8の字というか、瓢箪型というのか、低い山を持つ2つの島がくっ付いたような島に上陸した。 ホンコンには緑が少なかったが、この島は木々が茂っていて島全体が公園のようだ。 8の字のくびれた部分が砂浜になっていて、白人女性が泳いでいた。 ホンコンで仕事をしている人たちの休暇を過ごす島という感じだろうか。 ジェットフォイルだと20分位でホンコンに行けるので通勤圏なのかも知れない。

中国系の老人が多い。 あちらでも、こちらでも木陰に集ってマージャンをしている。 囲碁のようなものもやっている。 夏の気候はどうなのか分からないが、冬がこんなに暖かいのは、さすが南の国だ。

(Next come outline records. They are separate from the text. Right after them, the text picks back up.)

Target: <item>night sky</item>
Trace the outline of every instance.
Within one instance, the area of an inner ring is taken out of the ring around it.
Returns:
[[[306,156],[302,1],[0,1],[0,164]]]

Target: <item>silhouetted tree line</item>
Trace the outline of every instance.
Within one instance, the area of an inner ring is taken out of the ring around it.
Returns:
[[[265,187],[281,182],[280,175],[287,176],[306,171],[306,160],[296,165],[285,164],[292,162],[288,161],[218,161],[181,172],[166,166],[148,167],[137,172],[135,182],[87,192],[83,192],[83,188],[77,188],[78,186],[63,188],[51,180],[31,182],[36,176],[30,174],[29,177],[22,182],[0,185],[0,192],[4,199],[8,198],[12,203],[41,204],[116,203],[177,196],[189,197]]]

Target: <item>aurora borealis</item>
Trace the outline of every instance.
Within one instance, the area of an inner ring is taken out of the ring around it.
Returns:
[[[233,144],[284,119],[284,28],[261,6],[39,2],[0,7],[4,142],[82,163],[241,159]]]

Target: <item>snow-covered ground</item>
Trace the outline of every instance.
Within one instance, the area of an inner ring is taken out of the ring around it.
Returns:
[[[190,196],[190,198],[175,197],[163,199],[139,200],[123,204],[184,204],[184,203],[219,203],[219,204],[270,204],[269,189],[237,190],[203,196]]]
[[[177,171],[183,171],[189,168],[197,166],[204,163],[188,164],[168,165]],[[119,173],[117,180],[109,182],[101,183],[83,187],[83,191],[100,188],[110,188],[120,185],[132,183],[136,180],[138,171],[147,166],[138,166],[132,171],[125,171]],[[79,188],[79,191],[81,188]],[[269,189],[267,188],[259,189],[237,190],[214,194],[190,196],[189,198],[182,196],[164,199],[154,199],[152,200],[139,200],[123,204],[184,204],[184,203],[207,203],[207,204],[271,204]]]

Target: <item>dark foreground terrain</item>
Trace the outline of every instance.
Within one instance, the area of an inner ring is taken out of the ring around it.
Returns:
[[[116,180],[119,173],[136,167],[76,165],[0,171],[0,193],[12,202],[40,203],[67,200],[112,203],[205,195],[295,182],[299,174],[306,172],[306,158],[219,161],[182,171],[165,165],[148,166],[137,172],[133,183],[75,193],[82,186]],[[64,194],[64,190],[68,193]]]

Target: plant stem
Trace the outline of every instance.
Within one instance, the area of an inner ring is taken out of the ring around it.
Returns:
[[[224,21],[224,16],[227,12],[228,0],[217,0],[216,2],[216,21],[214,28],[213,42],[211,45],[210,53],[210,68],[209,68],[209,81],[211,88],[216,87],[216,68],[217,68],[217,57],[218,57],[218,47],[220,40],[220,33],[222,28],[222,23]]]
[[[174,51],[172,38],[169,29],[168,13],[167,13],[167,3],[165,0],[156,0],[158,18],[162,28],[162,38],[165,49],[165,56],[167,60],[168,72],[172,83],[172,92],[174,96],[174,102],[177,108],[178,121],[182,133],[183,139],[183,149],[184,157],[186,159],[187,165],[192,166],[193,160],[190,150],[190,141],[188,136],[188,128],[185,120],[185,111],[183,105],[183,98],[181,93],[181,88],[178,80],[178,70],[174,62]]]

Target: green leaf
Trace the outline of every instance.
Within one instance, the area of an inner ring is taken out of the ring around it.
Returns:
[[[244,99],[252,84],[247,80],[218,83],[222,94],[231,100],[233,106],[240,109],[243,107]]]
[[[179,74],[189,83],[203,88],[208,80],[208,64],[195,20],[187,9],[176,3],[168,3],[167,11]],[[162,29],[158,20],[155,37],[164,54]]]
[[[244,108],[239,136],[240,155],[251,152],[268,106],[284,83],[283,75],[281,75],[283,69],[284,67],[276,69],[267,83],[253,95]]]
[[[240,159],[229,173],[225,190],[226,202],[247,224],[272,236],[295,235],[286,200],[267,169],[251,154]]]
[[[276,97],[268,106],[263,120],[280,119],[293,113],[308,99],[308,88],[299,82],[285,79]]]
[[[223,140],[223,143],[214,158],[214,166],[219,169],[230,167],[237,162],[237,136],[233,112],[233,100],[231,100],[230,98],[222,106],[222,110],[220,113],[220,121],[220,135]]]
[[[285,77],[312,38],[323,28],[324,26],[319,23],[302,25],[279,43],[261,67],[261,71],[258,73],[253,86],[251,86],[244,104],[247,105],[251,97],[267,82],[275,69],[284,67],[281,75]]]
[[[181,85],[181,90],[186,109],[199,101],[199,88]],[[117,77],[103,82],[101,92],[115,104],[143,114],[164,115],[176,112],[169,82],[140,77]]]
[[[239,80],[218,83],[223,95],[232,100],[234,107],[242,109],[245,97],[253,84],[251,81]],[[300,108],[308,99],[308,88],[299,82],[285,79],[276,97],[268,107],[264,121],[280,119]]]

中国人は鳩を食べる。 ホンコンから東京へ来た人たちを観光案内していて、いつも不思議がられたのは、どこにでも居る鳩の群れであった。 「何故、食べないのだ」と、良く聴かれた。 ホンコンに鳩は居ない。 鳩どころか野鳥がほとんど居ない。 この木々の多い島でも小鳥の声を、注意したが聴けなかった。

帰りの便はジェットフォイルであった。 狭い船室が満席である。 マカオ往復の時もそうであったが、船中の冷房が効きすぎている。 ホテルでもレストランでも感じたのであるが、全般的に冷房が効きすぎている。 冷房が珍しかった頃の東京がそうであった、「軽井沢より涼しい」なんて看板を出している喫茶店があったが、冷たいのが良いサービスだと思っていたのだろう。 ホンコンは、未だにそうなのだろうか。